Not to sound insensitive, but when I hear this, I wonder if that person has ever tried to grow vegetables in Georgia. We have a wonderfully long growing season here in Georgia and mild winters mean I can grow vegetables year round. But we also have three things that make gardening a challenge. Bugs. Humidity. Red clay.
Our mild winters means the bugs are never killed off by cold weather. Come spring, they are back with a vengeance. I've tried organic concoctions to kill the bugs. I've even had lady bugs shipped in (they were half dead and the rest flew away). When it finally came down to it, it was either, the bugs get to eat or my family does. I'm not working my tail off to feed the bugs.
The high humidity means that fungal diseases can run rampant if not controlled. One year I lost nearly my entire tomato crop because I didn't spray for blight. I love to try heirloom varieties, but the only way I can grow something other than blight resistant hybrids is to spray for fungal diseases. And I've found that even the blight resistant varieties and not blight proof.
My first garden was a failure because the soil was so bad. My husband tilled up a spot in our field. I say tilled up, but the soil was so hard, the tines of the tiller would only penetrate 2 or 3 inches into the soil. With help from my mom, I have spent the last five years working leaves and grass clippings into the clay to make rich, loamy soil. The problem is, those leaves and clippings require a lot of nitrogen to break down. So I fertilize. A lot.

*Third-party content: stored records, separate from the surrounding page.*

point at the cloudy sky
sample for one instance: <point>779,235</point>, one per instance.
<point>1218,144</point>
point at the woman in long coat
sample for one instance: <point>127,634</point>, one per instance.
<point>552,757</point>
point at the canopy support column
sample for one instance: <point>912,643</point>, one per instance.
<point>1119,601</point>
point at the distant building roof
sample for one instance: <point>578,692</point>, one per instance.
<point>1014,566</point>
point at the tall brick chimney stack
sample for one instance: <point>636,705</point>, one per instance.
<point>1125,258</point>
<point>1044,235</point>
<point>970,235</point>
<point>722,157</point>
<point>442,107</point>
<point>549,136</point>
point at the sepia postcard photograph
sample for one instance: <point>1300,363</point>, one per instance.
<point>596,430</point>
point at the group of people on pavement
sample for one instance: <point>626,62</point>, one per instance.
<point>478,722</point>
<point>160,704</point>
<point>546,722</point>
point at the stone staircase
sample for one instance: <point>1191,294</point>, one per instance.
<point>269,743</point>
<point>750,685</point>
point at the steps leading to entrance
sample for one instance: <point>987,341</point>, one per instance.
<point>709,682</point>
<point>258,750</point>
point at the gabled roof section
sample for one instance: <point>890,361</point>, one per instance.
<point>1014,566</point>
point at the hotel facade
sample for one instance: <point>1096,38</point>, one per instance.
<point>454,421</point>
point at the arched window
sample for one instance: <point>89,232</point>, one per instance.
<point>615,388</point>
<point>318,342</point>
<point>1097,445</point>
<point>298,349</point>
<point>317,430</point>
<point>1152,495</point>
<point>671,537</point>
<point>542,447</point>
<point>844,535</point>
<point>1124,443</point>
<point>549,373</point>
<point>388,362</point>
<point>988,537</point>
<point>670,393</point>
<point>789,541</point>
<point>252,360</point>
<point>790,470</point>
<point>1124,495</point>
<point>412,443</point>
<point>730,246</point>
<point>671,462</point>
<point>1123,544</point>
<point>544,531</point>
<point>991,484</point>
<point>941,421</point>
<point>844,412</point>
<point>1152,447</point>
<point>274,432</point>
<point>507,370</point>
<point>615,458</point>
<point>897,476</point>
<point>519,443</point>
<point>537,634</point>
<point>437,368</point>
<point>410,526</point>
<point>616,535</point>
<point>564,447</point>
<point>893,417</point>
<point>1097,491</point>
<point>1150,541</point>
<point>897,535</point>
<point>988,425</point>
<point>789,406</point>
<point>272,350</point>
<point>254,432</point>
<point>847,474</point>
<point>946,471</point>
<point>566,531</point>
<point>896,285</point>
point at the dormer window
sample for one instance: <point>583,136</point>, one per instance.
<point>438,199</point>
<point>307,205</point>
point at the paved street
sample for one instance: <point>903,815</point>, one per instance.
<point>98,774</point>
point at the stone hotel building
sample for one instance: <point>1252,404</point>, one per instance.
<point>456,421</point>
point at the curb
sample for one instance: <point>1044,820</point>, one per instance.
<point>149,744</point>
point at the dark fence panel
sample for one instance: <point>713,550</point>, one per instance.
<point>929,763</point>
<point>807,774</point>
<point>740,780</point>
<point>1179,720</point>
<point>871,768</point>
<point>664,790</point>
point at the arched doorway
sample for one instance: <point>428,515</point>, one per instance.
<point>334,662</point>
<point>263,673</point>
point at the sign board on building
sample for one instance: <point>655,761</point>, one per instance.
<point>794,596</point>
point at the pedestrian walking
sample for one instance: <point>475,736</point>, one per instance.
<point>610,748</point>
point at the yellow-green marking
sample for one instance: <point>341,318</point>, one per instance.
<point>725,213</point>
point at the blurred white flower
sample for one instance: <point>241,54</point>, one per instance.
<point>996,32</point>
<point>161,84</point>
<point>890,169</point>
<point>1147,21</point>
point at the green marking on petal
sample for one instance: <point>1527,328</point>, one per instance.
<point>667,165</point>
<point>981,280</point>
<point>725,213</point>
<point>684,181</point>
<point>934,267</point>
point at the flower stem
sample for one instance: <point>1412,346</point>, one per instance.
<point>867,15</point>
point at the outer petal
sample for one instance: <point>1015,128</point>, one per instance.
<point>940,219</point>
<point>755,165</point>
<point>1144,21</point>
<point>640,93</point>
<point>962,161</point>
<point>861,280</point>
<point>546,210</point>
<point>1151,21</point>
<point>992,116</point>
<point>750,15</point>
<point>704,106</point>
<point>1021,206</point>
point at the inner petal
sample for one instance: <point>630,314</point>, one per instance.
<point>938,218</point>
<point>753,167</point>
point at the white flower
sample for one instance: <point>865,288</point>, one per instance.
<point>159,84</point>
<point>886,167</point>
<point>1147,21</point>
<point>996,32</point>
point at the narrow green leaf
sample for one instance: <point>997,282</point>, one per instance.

According to the Mayo Clinic, among others, there is "No conclusive evidence shows that organic food is more nutritious than is conventionally grown food. And the USDA — even though it certifies organic food — doesn't claim that these products are safer or more nutritious."
Organic foods may cause greater environmental impact than traditionally grown crops since yields are lower and more land is required to produce the same amount of food.
So no, my garden is not organic. If it were, my family would get very few vegetables fit for consumption. I limit my use of chemicals as much as possible, try not to spray or dust when bees are active and pay close attention to label instructions on how long to wait to harvest after treating, but I am not organic. My chickens are free range, but not organic since I supplement their scratching with non-organic feed. Do you have any idea what the organic stuff costs?!